[Top][All Lists]
[Date Prev][Date Next][Thread Prev][Thread Next][Date Index][Thread Index]
Re: grep 2.5.1: NUL byte doesn't match a complemented character class
From: |
Joe Wells |
Subject: |
Re: grep 2.5.1: NUL byte doesn't match a complemented character class |
Date: |
Thu, 23 Aug 2007 13:13:28 +0100 |
User-agent: |
Gnus/5.11 (Gnus v5.11) Emacs/22.1 (gnu/linux) |
Jim Meyering <address@hidden> writes:
> Joe Wells <address@hidden> wrote:
>> In grep 2.5.1, a NUL character doesn't match a complemented character
>> class.
> ...
>
> Works for me, using Debian's 2.5.1.ds2-6:
>
> $ print '\0x'|grep '[^x]x'
> Binary file (standard input) matches
> $ grep '[^x]x'
> address@hidden
> Binary file (standard input) matches
>
> I get the same results with grep-2.5.1-57.fc7.
Hi, Jim,
Thanks very much for following my description of how to reproduce the
bug! Your negative report is very helpful because it has inspired me
to investigate further.
I now can see what the difference between your environment and mine
must be. I'm also using this environment variable setting:
LC_CTYPE=en_US.UTF-8
When I change this (just for the “grep” process) to
LC_CTYPE=C
the problem goes away.
I am confused by this. My understanding of UTF-8 is that a single
octet with all bits off gets interpreted as character U+0000 (“NUL”

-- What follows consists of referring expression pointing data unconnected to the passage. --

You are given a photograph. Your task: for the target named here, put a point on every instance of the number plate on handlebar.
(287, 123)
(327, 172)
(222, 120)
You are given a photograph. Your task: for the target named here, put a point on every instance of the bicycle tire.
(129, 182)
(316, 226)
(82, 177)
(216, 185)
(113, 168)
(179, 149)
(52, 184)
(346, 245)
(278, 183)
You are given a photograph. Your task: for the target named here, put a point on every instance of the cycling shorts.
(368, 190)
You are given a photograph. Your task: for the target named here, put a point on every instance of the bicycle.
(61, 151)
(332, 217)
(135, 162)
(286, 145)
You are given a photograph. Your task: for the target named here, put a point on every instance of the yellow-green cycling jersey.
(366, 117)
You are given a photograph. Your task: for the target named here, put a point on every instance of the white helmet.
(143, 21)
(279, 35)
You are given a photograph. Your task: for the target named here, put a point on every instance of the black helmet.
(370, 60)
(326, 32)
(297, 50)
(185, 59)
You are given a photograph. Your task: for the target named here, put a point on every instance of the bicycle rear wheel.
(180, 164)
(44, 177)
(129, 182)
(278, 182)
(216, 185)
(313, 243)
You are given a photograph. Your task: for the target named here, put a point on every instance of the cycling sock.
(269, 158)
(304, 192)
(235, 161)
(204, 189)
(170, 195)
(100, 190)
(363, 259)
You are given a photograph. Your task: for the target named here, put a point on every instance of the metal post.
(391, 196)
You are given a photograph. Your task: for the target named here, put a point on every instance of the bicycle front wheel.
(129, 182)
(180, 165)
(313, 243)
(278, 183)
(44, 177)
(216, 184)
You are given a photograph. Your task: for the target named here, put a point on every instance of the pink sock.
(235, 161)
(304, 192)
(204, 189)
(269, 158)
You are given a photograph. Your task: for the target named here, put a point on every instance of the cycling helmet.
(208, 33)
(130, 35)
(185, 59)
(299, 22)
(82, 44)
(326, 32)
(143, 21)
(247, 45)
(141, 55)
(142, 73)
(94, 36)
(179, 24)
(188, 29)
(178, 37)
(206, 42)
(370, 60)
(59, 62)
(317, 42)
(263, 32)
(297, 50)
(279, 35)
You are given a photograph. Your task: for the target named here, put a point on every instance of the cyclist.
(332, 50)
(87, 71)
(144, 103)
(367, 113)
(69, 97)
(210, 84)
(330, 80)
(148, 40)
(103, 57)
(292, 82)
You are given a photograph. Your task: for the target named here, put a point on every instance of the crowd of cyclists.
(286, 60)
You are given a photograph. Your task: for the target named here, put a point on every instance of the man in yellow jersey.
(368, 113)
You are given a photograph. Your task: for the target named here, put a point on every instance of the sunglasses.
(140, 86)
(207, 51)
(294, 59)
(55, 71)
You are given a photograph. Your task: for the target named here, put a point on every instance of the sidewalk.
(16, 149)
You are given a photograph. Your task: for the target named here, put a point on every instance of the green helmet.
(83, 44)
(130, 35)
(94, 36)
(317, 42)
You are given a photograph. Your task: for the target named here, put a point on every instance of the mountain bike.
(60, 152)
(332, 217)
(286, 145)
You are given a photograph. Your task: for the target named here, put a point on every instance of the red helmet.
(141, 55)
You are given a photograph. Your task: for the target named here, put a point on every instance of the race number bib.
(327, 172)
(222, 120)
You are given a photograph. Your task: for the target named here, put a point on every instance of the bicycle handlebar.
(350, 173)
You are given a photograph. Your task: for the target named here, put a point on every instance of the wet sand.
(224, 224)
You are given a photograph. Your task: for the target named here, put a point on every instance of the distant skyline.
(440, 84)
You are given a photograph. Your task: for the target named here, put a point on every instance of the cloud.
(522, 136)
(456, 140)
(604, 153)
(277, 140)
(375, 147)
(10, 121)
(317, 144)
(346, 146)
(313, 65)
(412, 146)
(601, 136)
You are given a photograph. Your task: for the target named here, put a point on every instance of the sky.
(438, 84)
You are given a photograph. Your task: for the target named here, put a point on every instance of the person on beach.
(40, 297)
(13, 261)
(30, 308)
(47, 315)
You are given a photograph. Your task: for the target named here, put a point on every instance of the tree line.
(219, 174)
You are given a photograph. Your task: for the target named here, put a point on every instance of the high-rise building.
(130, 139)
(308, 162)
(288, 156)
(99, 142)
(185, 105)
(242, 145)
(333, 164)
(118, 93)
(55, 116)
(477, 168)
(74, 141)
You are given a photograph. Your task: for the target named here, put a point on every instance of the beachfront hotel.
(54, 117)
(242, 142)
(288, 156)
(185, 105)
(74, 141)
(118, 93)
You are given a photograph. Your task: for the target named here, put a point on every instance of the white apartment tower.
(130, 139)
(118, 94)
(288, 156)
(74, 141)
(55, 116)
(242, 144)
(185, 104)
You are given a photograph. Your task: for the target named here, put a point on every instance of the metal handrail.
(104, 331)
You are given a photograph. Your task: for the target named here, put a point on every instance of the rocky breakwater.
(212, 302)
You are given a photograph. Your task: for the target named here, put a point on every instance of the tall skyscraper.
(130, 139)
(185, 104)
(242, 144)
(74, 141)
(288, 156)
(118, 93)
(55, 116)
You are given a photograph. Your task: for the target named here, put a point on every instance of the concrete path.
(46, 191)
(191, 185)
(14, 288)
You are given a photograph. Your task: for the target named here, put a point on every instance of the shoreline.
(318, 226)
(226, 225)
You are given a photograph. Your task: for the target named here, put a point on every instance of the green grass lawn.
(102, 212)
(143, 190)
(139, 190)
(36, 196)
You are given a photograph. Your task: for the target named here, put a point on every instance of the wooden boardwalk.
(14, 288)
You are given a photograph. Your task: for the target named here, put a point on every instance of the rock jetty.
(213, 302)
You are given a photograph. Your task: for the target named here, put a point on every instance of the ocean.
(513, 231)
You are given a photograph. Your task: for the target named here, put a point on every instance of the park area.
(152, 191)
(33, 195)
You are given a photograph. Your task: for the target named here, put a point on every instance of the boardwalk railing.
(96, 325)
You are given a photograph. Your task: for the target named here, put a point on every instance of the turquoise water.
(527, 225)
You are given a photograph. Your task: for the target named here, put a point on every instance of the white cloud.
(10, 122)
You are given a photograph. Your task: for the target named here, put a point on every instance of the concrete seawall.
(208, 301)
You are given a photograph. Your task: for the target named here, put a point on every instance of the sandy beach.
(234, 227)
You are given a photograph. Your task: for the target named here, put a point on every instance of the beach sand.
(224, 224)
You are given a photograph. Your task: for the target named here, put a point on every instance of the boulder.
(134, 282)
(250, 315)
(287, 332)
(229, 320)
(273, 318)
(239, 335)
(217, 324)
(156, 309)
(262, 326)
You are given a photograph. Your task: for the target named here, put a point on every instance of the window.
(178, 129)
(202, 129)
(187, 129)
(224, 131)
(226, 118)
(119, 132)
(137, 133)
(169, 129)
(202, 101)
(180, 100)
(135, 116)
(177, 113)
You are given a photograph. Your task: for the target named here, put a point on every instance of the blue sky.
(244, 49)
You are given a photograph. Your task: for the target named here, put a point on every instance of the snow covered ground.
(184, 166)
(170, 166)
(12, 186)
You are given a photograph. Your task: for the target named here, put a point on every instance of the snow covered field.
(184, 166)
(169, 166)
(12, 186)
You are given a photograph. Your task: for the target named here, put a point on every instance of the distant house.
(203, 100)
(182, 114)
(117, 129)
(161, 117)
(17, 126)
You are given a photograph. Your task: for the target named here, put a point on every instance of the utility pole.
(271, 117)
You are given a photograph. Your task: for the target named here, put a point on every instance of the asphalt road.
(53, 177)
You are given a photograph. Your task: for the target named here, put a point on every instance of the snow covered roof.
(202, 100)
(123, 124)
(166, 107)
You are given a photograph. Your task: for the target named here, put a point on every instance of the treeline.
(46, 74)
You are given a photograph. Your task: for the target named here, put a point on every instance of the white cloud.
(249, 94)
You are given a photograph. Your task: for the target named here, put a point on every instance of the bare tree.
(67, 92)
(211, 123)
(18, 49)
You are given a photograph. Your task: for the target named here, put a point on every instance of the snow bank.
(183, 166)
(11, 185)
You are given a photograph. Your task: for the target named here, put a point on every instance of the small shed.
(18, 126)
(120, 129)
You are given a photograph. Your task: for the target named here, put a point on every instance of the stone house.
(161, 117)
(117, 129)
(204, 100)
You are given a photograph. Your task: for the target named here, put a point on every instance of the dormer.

a.k.a. “NULL”), which is a perfectly valid Unicode character.
By the way, I have verified with “od -b” (your program!) exactly what
octets grep is seeing.
I suppose the problem might be in glibc? Or perhaps there is a bug in
the locale data files?
(By the way, if any character in the input is being discarded for some
reason (e.g., invalid UTF-8 format), can I please ask that there
should be an error message generated by grep for this? Otherwise
problems will be too difficult to track down.)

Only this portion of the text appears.